Texas Horse Racing instant machines

Historical or instant racing machines offer all the excitement with much lower costs

Historical racing or instant racing is a much heated topic in Texas. Though they are similar to slot machines in their lights, sounds and automatism, instant racing is based on the performance of past races or “replaying races.” Each “instant race” is devoid of dates, tracks or horse names in order to avoid any advantage prior to playing. Several politicians, such as Representative Matt Krause of Fort Worth, wanted judges to halt the commission’s vote on historical racing.

The Commission’s approval of historic horse racing in their dog and horse racing casinos may have put race funding in jeopardy. Those who are for historic racing claim that the game machines are needed in order for Texas to properly compete with larger casinos neighboring states that offer more. Texas is unable to produce revenue that rivals Chinese casinos, so they should be able to do whatever is possible.

There have been several legislative attempts to discontinue instant racing. In one such attempt, Representative Krause tried to file a suit claiming that the commission didn’t have the authority to permit instant racing. That case was dismissed. Another lawsuit was filed by a coalition of charitable bingo groups that claimed the machines would severely impair their business. Although the commission has vowed to not change the ruling, a coalition of racetracks claimed they would.

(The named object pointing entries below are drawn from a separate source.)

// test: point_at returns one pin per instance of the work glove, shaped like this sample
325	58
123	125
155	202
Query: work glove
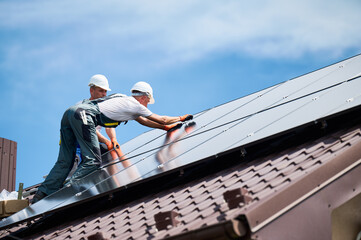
114	145
186	117
117	147
110	149
172	127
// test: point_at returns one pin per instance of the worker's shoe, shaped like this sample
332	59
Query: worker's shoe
37	197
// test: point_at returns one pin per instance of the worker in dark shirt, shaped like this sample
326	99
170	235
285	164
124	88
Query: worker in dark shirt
79	122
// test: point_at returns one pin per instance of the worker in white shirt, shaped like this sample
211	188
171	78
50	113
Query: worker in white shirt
79	122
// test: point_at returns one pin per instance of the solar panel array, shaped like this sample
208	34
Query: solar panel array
232	125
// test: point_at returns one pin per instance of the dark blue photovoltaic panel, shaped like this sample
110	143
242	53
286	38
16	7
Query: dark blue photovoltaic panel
229	126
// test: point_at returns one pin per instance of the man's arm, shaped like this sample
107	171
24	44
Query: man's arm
101	138
161	122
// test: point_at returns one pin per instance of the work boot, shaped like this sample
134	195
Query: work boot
37	197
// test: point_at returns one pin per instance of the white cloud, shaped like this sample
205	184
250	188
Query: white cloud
168	32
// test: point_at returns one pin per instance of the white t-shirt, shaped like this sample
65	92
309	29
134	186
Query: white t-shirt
123	108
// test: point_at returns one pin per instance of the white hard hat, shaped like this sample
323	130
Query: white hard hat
99	80
145	88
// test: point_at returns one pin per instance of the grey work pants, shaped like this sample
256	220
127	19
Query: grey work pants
78	125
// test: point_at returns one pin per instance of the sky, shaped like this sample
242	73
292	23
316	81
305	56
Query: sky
196	55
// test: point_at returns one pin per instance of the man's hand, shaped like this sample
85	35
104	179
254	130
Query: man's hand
109	145
172	127
186	117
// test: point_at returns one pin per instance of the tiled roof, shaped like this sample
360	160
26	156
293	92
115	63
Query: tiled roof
202	202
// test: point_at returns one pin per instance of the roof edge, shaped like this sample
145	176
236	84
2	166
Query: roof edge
231	229
260	215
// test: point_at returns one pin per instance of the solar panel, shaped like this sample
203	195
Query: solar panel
229	126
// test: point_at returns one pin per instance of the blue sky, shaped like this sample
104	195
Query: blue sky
195	54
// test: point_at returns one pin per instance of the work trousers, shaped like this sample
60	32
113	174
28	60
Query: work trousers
77	125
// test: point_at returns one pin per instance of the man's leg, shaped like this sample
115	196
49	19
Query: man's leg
85	133
54	181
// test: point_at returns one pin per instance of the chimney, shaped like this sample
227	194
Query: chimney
8	150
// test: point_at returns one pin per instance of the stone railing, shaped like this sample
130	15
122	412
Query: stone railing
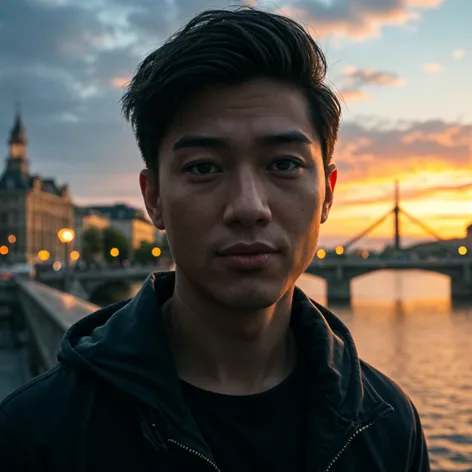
47	313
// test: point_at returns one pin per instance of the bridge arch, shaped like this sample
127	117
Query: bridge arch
111	292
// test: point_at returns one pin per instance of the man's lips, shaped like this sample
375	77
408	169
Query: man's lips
248	249
248	256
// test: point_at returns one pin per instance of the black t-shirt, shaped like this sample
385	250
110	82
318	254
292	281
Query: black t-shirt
261	432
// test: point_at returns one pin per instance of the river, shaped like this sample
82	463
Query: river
403	323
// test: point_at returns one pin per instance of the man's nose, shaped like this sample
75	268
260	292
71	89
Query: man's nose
247	203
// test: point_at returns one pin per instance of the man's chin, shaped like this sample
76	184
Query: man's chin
253	297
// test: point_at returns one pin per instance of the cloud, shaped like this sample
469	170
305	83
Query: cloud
433	67
362	77
120	81
355	80
352	95
356	20
458	54
365	151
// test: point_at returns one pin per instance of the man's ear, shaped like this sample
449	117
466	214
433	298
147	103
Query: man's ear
149	184
331	179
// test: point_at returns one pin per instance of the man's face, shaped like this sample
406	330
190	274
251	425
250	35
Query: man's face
241	192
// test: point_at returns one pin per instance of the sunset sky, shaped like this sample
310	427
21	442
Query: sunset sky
403	68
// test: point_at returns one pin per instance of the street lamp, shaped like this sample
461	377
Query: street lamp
43	255
66	236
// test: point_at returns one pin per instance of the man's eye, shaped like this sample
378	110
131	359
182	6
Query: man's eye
202	168
286	165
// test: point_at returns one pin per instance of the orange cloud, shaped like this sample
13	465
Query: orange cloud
352	95
433	67
120	81
431	159
361	77
458	54
361	20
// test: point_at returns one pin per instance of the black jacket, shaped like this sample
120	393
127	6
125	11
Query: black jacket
114	401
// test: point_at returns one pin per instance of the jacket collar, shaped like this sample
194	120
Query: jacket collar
126	345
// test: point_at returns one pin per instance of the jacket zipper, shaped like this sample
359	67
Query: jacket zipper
346	444
195	453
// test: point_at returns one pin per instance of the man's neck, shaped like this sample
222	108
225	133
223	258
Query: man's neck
228	352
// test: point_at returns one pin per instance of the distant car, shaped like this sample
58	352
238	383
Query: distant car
23	270
5	274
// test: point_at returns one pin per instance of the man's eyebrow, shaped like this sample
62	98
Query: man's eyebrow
198	141
271	139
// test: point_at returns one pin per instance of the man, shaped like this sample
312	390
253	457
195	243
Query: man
224	364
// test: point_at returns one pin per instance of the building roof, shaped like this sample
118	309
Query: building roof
18	132
119	211
17	177
16	180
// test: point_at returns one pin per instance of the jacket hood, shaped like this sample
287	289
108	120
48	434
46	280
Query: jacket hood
125	344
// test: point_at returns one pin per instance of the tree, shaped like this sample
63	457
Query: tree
143	254
92	243
113	238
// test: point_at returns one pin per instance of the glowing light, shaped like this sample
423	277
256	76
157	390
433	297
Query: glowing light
66	235
43	255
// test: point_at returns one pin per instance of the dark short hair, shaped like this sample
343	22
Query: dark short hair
228	47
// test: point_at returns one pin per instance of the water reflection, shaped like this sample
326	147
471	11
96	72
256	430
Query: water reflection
405	325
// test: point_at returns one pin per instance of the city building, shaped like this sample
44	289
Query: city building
86	218
33	209
132	222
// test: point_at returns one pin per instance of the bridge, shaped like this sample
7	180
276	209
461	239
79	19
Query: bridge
338	272
34	314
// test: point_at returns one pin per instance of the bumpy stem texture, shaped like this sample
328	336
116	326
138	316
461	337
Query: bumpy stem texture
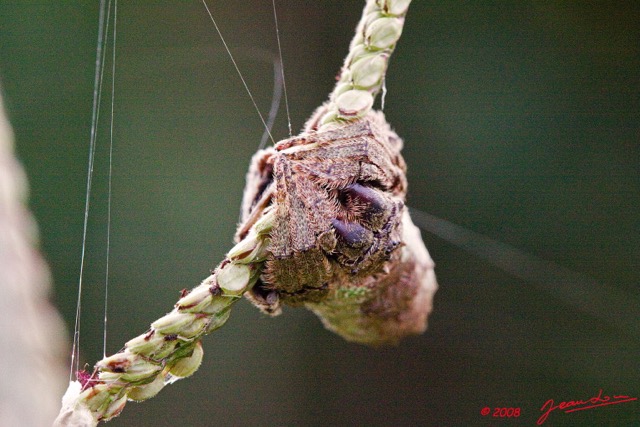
171	348
363	73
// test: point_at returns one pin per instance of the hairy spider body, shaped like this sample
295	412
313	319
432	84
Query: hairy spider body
338	197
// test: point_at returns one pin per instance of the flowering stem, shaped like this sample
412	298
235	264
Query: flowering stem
170	349
363	73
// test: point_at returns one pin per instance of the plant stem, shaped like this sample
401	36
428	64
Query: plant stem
363	73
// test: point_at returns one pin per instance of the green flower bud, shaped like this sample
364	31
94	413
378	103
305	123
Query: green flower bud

What may hurt the racing industry more is the system that is in place to pay the commission through the racing revenue. The attempts in the past to better regulate the funding, which is allocated from all the racing revenue, have always been thwarted by the commission. The casino and horse racing industry in Oklahoma and Louisiana may not have to do anything to eliminate their competition. The commission may not last due to their own avoidance of US gambling laws.